Skin cancer is the most frequently diagnosed cancer globally, resulting from the uncontrolled growth of abnormal cells in the outer layer of the skin. Treatment plans are highly individualized, often involving surgery as the primary approach for localized disease. Radiation therapy (RT) uses high-energy particles or waves to damage the DNA of cancer cells, preventing them from dividing and growing. This treatment is utilized for curative intent, preventing recurrence after surgery, or providing symptom relief. The decision to incorporate radiation depends on the cancer type, location, disease stage, and the patient’s overall health.
Radiation as Primary Treatment for Non-Melanoma Skin Cancer
Radiation therapy is frequently used as a definitive, stand-alone treatment for Basal Cell Carcinoma (BCC) and Squamous Cell Carcinoma (SCC), the two most common forms of skin cancer. This non-surgical option is preferred when surgery is impractical or carries a high risk of complications, such as for elderly patients or those with multiple comorbidities who are not suitable candidates for general anesthesia.
Radiation is also beneficial for lesions in anatomically sensitive locations, such as the eyelid, nose, ear, or lips, where surgical removal might cause significant disfigurement or loss of function. It can also treat very large tumors where surgical excision would require extensive reconstruction.
The goal is to deliver a precise dose of radiation directly to the tumor, destroying cancer cells while minimizing damage to surrounding healthy tissue. While surgery remains the standard for most early-stage non-melanoma skin cancers, radiation offers a comparable cure rate for appropriately selected superficial lesions.
The Role of Radiation in Treating Melanoma
Radiation therapy is rarely employed as the primary treatment for typical cutaneous melanoma because these cancer cells are often radioresistant. The primary curative approach remains surgical excision. Radiation’s role is largely adjunctive (used in addition to surgery) or palliative (focused on quality of life).
Adjuvant radiation is delivered after surgery to target microscopic cancer cells remaining in the area, reducing the risk of local recurrence. This is recommended for patients whose melanoma exhibits high-risk features, such as deep invasion, ulceration, or spread to the lymph nodes. Desmoplastic melanoma, which tends to recur locally and invade nerves, is commonly treated with adjuvant radiation following surgery.
For advanced or metastatic melanoma, radiation therapy is highly effective for palliation, relieving symptoms caused by the cancer’s spread. A short course of high-dose radiation can reduce pain from bone metastases or alleviate neurological symptoms caused by brain metastases. In these settings, treatment focuses on rapidly improving the patient’s comfort rather than achieving a cure.

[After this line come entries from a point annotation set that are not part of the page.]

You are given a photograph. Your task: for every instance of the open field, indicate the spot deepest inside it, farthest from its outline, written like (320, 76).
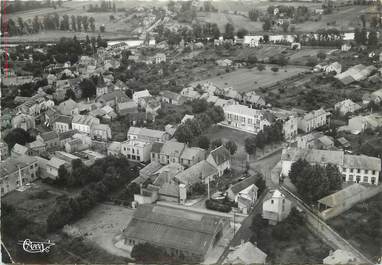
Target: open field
(302, 247)
(35, 203)
(244, 80)
(345, 18)
(102, 224)
(361, 225)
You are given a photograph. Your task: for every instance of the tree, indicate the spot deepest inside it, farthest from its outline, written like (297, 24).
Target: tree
(229, 31)
(261, 67)
(88, 88)
(252, 59)
(241, 33)
(74, 25)
(203, 142)
(250, 145)
(335, 177)
(275, 69)
(216, 143)
(372, 38)
(92, 26)
(285, 26)
(313, 182)
(183, 134)
(321, 55)
(231, 147)
(17, 136)
(253, 15)
(267, 24)
(147, 253)
(199, 105)
(260, 184)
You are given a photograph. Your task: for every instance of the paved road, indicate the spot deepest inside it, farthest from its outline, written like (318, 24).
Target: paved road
(324, 230)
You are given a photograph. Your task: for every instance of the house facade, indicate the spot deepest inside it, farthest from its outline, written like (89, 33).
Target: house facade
(147, 135)
(83, 123)
(354, 168)
(100, 132)
(346, 106)
(290, 127)
(243, 118)
(136, 150)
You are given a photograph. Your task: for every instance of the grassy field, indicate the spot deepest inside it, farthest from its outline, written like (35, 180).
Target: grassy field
(361, 225)
(244, 80)
(102, 224)
(35, 203)
(302, 248)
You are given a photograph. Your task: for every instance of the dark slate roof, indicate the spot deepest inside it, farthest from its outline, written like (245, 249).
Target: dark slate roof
(64, 119)
(157, 147)
(47, 136)
(243, 184)
(66, 135)
(220, 155)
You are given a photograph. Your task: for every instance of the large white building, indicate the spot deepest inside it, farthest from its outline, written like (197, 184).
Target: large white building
(16, 172)
(83, 123)
(354, 168)
(243, 118)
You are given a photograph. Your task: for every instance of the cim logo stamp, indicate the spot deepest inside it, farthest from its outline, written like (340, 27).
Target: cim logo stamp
(36, 246)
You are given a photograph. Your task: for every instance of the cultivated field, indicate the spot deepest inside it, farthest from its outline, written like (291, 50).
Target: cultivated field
(244, 80)
(102, 224)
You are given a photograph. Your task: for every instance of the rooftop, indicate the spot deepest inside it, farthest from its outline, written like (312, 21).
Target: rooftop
(173, 228)
(340, 197)
(220, 155)
(197, 173)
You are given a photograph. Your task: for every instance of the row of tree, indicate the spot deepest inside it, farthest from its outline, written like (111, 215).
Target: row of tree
(362, 37)
(105, 6)
(106, 175)
(51, 22)
(314, 182)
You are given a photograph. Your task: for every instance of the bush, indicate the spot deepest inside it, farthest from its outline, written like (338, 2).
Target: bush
(217, 206)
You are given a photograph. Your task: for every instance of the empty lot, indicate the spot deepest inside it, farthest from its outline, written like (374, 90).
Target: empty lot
(102, 224)
(244, 80)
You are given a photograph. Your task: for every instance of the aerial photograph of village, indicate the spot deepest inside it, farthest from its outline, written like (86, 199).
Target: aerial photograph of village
(191, 132)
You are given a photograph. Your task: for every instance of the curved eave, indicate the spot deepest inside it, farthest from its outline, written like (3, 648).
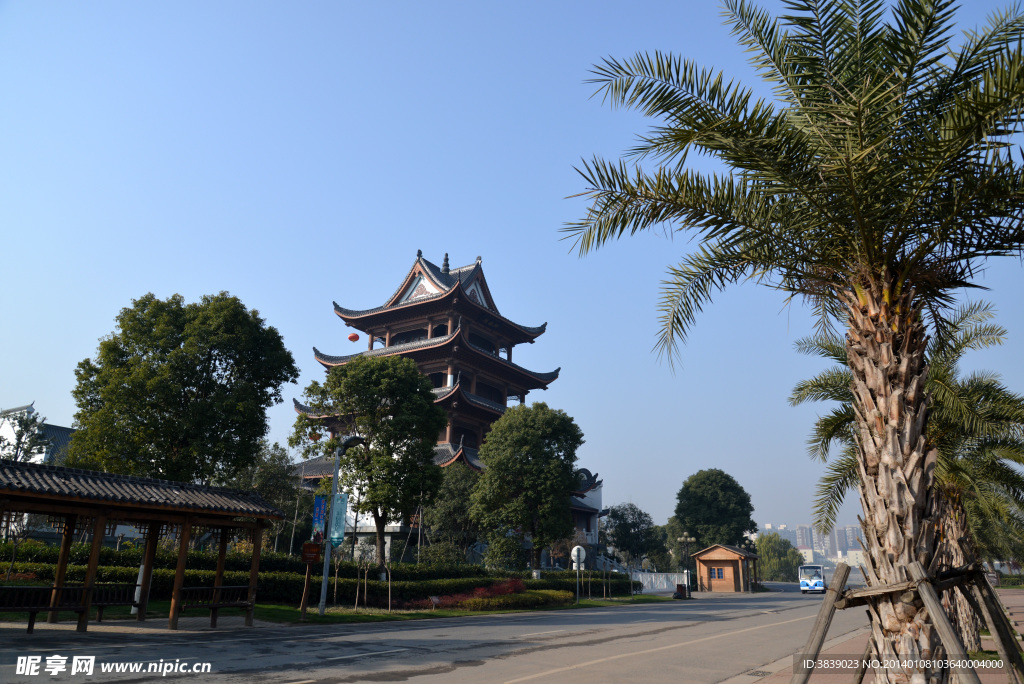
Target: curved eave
(445, 395)
(352, 316)
(307, 411)
(330, 361)
(446, 455)
(543, 379)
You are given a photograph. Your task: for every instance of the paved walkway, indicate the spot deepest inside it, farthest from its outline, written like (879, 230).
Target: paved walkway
(853, 646)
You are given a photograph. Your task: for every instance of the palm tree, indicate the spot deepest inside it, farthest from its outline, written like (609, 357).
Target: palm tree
(875, 185)
(978, 428)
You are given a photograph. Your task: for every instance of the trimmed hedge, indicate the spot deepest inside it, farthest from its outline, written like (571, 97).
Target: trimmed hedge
(527, 599)
(207, 560)
(287, 587)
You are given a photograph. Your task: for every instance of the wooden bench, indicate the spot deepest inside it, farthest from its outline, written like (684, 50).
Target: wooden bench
(35, 600)
(215, 598)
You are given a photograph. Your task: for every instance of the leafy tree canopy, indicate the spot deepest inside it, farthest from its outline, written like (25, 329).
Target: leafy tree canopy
(715, 509)
(448, 517)
(388, 402)
(530, 456)
(179, 391)
(777, 559)
(633, 532)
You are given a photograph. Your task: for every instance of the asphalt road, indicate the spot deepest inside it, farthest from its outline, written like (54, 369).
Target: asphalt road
(710, 639)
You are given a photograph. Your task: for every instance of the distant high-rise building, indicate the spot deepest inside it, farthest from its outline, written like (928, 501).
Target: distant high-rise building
(782, 530)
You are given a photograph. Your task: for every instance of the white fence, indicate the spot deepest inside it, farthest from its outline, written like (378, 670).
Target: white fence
(659, 582)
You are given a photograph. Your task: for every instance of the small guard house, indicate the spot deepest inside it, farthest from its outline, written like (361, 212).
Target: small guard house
(78, 501)
(726, 568)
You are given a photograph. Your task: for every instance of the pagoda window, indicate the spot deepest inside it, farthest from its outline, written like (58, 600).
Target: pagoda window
(466, 436)
(409, 336)
(482, 343)
(489, 392)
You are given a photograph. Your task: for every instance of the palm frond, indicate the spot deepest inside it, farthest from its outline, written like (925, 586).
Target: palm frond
(840, 477)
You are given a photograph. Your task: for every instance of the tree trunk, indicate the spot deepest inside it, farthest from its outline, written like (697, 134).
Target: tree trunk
(886, 342)
(949, 553)
(380, 522)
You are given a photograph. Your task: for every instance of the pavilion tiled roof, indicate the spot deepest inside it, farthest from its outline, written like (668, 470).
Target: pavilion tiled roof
(443, 454)
(734, 549)
(445, 282)
(45, 480)
(356, 313)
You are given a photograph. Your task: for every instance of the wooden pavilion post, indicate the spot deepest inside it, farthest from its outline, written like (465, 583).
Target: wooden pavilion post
(61, 572)
(179, 572)
(148, 559)
(254, 570)
(218, 580)
(98, 531)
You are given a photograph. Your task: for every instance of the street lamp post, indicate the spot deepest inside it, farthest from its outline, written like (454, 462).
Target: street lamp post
(350, 440)
(686, 540)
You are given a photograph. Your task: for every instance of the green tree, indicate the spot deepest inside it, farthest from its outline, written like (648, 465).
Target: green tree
(270, 476)
(29, 439)
(633, 532)
(976, 425)
(715, 509)
(179, 391)
(524, 490)
(389, 403)
(777, 560)
(875, 184)
(448, 519)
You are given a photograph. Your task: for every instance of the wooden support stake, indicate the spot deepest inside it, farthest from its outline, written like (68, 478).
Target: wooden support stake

Cancers Where Radiation is a Standard and Necessary Component
Certain types of skin cancer or advanced disease presentations require radiation therapy as a mandatory component of the overall treatment strategy. Merkel Cell Carcinoma (MCC), a rare but highly aggressive neuroendocrine skin cancer, is a prime example. MCC has a high propensity for both local recurrence and spreading to nearby lymph nodes and distant organs, even after the primary tumor is successfully removed by surgery.
For MCC, radiation is routinely administered to the primary tumor site and the draining lymph node basin, often following surgery, to eliminate residual microscopic disease. Studies have shown that patients treated with surgery followed by radiation have better local control rates than those treated with surgery alone. If the tumor is too large or the patient is medically unfit for an operation, radiation can be used as a definitive, stand-alone treatment for MCC.
Advanced non-melanoma skin cancers like SCC or BCC also require post-operative radiation when specific high-risk features are identified in the surgical specimen. One feature is perineural invasion, where cancer cells track along a nerve sheath, indicating a higher risk of recurrence. When cancer cells cannot be entirely removed because the tumor is invading deep structures or is unresectable, radiation is necessary to maximize disease eradication.
How Radiation Therapy is Delivered
Once the decision is made to use radiation, a precise planning process called simulation is undertaken to accurately map the treatment area and determine the optimal dose. The delivery method is chosen based on the tumor’s depth and location.
Superficial Radiation Therapy (SRT) uses low-energy X-rays that penetrate only a short distance, making it ideal for skin-surface tumors like early BCC and SCC while sparing deeper tissues. External Beam Radiation Therapy (EBRT) utilizes a linear accelerator to direct high-energy beams at the tumor from outside the body. EBRT is used for deeper or larger tumors, including advanced non-melanoma cancers and lymph node basins in MCC and melanoma.
Another technique, brachytherapy, involves placing a radioactive source directly on or within the tumor. This allows for a very high, localized dose while minimizing exposure to surrounding healthy tissue. The typical treatment schedule for curative intent involves daily sessions, usually five days a week, over several weeks. This fractionation approach allows healthy tissues to repair themselves between treatments while the cancer cells are destroyed.